The fact that Random Dude made a mess of his compiled code and build system does not mean that you will have a hard time programming in a compiled language. Go about it intelligently, and it will not be much different than using an interpreted language.

Summary

The pool of different programming languages in existence today is insurmountable and growing at an accelerating rate. As a result, it is becoming harder and harder to find programmers with skills in a specific language.

The rational approach to overcoming this situation is to develop good general programming skills that will apply to most languages. Stay away from proprietary or esoteric language constructs, tools, and techniques, and focus on practices that will be useful in many languages and on many operating systems.
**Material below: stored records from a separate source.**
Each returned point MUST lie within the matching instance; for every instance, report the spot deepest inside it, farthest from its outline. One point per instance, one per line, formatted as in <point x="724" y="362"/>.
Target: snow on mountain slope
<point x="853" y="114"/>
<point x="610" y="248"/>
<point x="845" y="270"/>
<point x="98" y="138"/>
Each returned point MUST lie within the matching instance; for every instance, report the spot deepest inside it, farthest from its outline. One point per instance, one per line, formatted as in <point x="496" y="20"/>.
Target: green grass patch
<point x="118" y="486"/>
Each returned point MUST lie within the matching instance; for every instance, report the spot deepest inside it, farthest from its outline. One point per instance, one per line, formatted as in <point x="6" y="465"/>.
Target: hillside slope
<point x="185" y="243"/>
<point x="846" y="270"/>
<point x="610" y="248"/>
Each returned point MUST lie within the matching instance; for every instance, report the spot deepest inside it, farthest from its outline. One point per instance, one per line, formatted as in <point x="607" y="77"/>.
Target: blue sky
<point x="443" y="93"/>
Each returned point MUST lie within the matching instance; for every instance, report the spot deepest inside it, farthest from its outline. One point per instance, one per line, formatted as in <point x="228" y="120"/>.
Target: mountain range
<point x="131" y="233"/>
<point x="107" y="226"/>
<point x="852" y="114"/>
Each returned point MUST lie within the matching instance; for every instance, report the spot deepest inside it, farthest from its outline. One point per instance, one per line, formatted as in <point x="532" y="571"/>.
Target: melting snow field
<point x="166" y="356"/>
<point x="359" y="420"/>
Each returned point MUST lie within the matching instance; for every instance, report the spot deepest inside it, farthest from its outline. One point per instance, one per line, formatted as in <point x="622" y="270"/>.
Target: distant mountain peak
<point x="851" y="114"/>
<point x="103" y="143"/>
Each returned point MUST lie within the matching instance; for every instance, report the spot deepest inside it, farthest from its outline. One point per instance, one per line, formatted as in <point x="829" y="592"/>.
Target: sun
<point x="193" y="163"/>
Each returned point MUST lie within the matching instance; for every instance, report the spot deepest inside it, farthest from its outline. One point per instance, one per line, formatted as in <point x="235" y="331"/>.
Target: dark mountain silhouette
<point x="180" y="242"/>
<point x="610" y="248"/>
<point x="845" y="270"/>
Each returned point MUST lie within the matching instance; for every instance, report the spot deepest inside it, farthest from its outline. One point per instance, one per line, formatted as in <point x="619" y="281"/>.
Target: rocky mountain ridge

To develop depth of knowledge, focus on mastering one general-purpose scripting language and one general-purpose compiled language. The skills you develop this way are more likely to serve you directly, but will also help you conquer other languages more easily if it proves necessary.

Don't be taken in by the false promises of "higher level" languages. The reality is that programming doesn't get much easier than it is in C or Fortran. Other languages may seem easier to the beginning programmer, but as you progress you will find that overcoming their limitations is impossible or at least more difficult than coding in C.

If you only know how to use interpreted languages, you will have access to a wide range of high performance code written by others, such as the C and Fortran code behind Matlab, Octave, and Python libraries such as Numpy. You will not, however, be able to create your own high performance code. To do that you should learn C (any maybe later expand into C++) or Fortran. Other compiled languages exist, but the vast majority of existing code is written in C, C++, and Fortran. You will not always be writing new code from scratch, but will often find a need to modify or improve existing code instead.

Practice

Note

Be sure to thoroughly review the instructions in Section 2, “Practice Problem Instructions” before doing the practice problems below.
  1. Which runs faster, a program written in a compiled language or the same program in an interpreted language? Why? By how much?

  2. Which uses less memory, a program written in a compiled language or the same program in an interpreted language? Why? By how much?

  3. Which is better for an interactive program that doesn't do much computation, a compiled language, or an interpreted language?

  4. Which is better for an interactive program that does heavy computation, a compiled language, or an interpreted language?

  5. Is Java compiled or interpreted? Explain.

  6. List four advantages of a program that runs faster.

  7. What does it mean to vectorize code?

  8. What is one advantage and one disadvantage of vectorizing? Explain.

  9. If you need to improve performance of an interpreted language program, but don't want to increase memory use, what can you do?

  10. Does using a compiled language ensure that your programs will be fast? Explain.

  11. Are compiled languages inherently harder to use than interpreted languages? Explain.

  12. How can one cope with the enormous number of different programming languages available today?